The basic principle of the “discourse ethics” of Jürgen Habermasis a clear modification of the categorical imperative. The principle is that for a norm to be valid it must be accepted in a practical discussion by all those who are affected by the norm. The participants in the practical discourse must then also foresee the consequences of the general observance of the norm for the realization of the particular interests of each of them. This view that moral norms must be constructed by communities engaged in free practical discourse implies that the good society must be fundamentally democratic; unlike Cohen and Rawls, however, Habermas has been somewhat vague and hesitant about the specific institutional ramifications of his Kantian ethics.

Bibliography

Habermas, Jürgen. Moral Consciousness and Communicative Action. Translated by Christian Lenhardt and Shierry Weber Nicholsen, MIT Press, 1990.

Kant, Immanuel. Foundations of the Metaphysics of Morals. Translated by Lewis White Beck, Liberal Arts Press, 1959.

Fisher, Andrew, and Mark Dimmock. "Kantian Ethics." Open OK State UP, 2020, open.library.okstate.edu/introphilosophy/chapter/kantian-ethics/. Accessed 3 Dec. 2024.
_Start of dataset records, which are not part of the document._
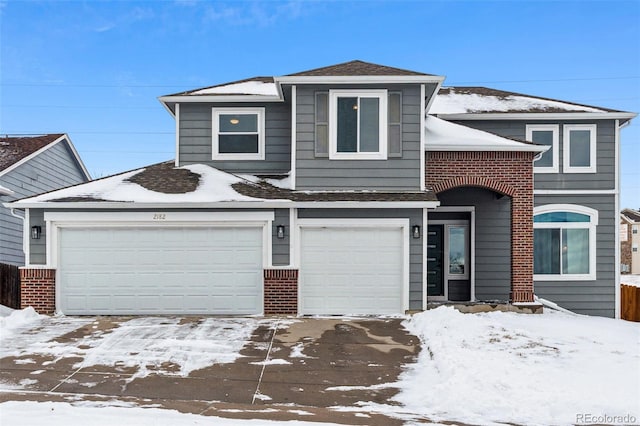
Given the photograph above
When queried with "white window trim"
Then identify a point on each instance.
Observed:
(216, 155)
(567, 128)
(554, 168)
(382, 153)
(591, 226)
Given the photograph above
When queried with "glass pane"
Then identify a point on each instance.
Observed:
(580, 148)
(544, 137)
(322, 139)
(546, 251)
(561, 217)
(237, 144)
(575, 251)
(241, 123)
(322, 107)
(457, 250)
(347, 125)
(369, 125)
(395, 147)
(394, 108)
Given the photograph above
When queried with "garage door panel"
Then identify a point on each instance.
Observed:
(160, 270)
(357, 270)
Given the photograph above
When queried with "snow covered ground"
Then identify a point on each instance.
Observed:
(549, 369)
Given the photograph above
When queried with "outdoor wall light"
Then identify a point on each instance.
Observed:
(36, 231)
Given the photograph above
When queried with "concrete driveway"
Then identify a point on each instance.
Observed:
(271, 368)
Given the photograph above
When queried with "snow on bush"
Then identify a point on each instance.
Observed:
(531, 369)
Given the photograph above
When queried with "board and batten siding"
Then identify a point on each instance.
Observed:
(195, 143)
(587, 297)
(415, 244)
(492, 238)
(605, 152)
(393, 174)
(52, 169)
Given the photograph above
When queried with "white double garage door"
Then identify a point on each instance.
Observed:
(119, 270)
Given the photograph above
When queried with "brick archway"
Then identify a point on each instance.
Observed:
(507, 173)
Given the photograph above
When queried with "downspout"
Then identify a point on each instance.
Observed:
(24, 230)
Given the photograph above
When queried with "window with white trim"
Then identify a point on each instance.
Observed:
(545, 134)
(579, 153)
(238, 134)
(358, 124)
(564, 243)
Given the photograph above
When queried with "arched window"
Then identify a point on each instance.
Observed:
(564, 241)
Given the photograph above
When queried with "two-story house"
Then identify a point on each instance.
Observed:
(349, 189)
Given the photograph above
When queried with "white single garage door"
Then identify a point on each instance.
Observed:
(160, 270)
(351, 270)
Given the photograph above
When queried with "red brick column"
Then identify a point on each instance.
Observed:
(38, 289)
(508, 173)
(280, 291)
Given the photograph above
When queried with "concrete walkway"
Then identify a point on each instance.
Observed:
(288, 370)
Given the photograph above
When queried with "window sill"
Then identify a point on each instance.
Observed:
(568, 277)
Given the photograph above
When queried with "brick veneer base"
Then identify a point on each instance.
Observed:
(508, 173)
(38, 289)
(280, 291)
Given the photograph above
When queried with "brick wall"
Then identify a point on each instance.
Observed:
(38, 289)
(280, 291)
(508, 173)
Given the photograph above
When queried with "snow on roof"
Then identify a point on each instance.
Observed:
(214, 185)
(252, 87)
(441, 135)
(467, 100)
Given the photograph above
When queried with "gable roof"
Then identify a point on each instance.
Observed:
(196, 185)
(17, 150)
(442, 135)
(632, 215)
(356, 68)
(453, 102)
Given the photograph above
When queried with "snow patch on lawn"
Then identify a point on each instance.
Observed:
(516, 368)
(28, 413)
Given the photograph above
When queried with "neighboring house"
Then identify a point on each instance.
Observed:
(31, 165)
(630, 241)
(350, 189)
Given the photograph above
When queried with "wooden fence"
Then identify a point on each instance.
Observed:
(630, 302)
(9, 286)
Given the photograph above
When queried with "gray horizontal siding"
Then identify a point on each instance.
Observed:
(52, 169)
(415, 245)
(588, 297)
(195, 144)
(395, 173)
(492, 238)
(605, 152)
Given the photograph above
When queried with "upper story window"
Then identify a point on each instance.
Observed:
(579, 141)
(545, 134)
(564, 243)
(238, 133)
(358, 124)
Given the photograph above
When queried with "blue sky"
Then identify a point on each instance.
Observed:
(94, 69)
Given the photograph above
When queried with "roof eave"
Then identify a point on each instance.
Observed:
(358, 79)
(263, 204)
(536, 115)
(481, 148)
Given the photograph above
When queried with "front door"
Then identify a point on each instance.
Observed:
(448, 261)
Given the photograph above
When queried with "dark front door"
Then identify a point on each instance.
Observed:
(435, 260)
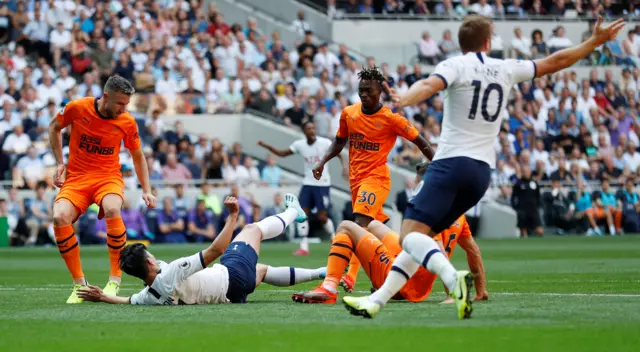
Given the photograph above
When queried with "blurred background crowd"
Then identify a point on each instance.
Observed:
(184, 58)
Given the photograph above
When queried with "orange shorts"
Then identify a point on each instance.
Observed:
(377, 256)
(82, 191)
(369, 198)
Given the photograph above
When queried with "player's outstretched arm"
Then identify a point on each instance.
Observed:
(221, 242)
(95, 294)
(334, 150)
(569, 56)
(425, 147)
(279, 152)
(476, 266)
(55, 140)
(419, 91)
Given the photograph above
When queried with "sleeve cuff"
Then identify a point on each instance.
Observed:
(446, 84)
(535, 69)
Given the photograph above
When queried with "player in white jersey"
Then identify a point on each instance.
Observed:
(189, 280)
(315, 194)
(477, 90)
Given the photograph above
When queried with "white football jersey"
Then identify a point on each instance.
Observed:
(477, 90)
(186, 281)
(312, 155)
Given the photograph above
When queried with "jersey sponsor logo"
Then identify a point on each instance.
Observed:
(357, 141)
(93, 145)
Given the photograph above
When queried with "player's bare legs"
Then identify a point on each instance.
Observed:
(418, 249)
(348, 235)
(348, 281)
(64, 213)
(286, 276)
(116, 239)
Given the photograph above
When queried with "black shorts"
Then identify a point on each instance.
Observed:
(241, 260)
(450, 187)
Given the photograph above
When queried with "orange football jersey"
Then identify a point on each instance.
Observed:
(371, 138)
(418, 288)
(94, 145)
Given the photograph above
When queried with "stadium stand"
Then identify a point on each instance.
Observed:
(185, 58)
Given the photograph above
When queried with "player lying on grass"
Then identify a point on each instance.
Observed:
(379, 247)
(189, 280)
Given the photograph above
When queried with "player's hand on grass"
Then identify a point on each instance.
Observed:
(482, 296)
(61, 175)
(91, 293)
(449, 300)
(149, 200)
(231, 203)
(317, 171)
(607, 33)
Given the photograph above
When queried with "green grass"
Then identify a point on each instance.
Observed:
(552, 294)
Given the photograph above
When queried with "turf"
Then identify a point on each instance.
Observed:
(551, 294)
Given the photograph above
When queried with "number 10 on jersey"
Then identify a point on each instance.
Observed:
(477, 87)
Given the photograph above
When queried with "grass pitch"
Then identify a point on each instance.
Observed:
(551, 294)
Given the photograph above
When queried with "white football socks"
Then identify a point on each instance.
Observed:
(273, 226)
(303, 231)
(289, 276)
(330, 228)
(426, 252)
(403, 268)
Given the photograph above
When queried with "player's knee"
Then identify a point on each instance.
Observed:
(322, 217)
(62, 216)
(111, 211)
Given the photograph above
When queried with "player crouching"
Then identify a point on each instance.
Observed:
(189, 280)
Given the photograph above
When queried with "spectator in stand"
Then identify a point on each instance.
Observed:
(429, 50)
(171, 226)
(200, 224)
(271, 173)
(174, 170)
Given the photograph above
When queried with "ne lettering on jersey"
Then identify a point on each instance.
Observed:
(477, 90)
(371, 138)
(94, 146)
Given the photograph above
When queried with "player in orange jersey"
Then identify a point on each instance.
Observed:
(379, 248)
(372, 130)
(92, 175)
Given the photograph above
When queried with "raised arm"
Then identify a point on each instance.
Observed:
(567, 57)
(279, 152)
(419, 91)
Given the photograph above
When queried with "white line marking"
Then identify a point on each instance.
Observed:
(287, 291)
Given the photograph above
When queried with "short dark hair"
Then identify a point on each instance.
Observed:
(421, 169)
(133, 260)
(371, 74)
(119, 84)
(474, 32)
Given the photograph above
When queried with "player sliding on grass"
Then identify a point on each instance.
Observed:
(189, 280)
(378, 248)
(477, 88)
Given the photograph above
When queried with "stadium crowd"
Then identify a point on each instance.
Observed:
(496, 8)
(183, 59)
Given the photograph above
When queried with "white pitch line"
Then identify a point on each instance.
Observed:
(552, 294)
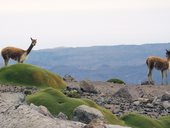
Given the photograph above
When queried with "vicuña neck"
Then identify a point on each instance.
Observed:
(29, 49)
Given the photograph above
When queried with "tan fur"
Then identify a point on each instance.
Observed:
(159, 64)
(16, 54)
Rawls, John. A Theory of Justice. Harvard University Press, 1971.

Rawls, John. Political Liberalism. Columbia University Press, 1993.

Schmidt, Jeff. "Kantian Ethics." Corporate Finance Institute, 2024, corporatefinanceinstitute.com/resources/esg/kantian-ethics/. Accessed 3 Dec. 2024.

Van der Linden, Harry. Kantian Ethics and Socialism. Hackett, 1988.

Willey, Thomas E. Back to Kant: The Revival of Kantianism in German Social and Historical Thought, 1860–1914. Wayne State University Press, 1978.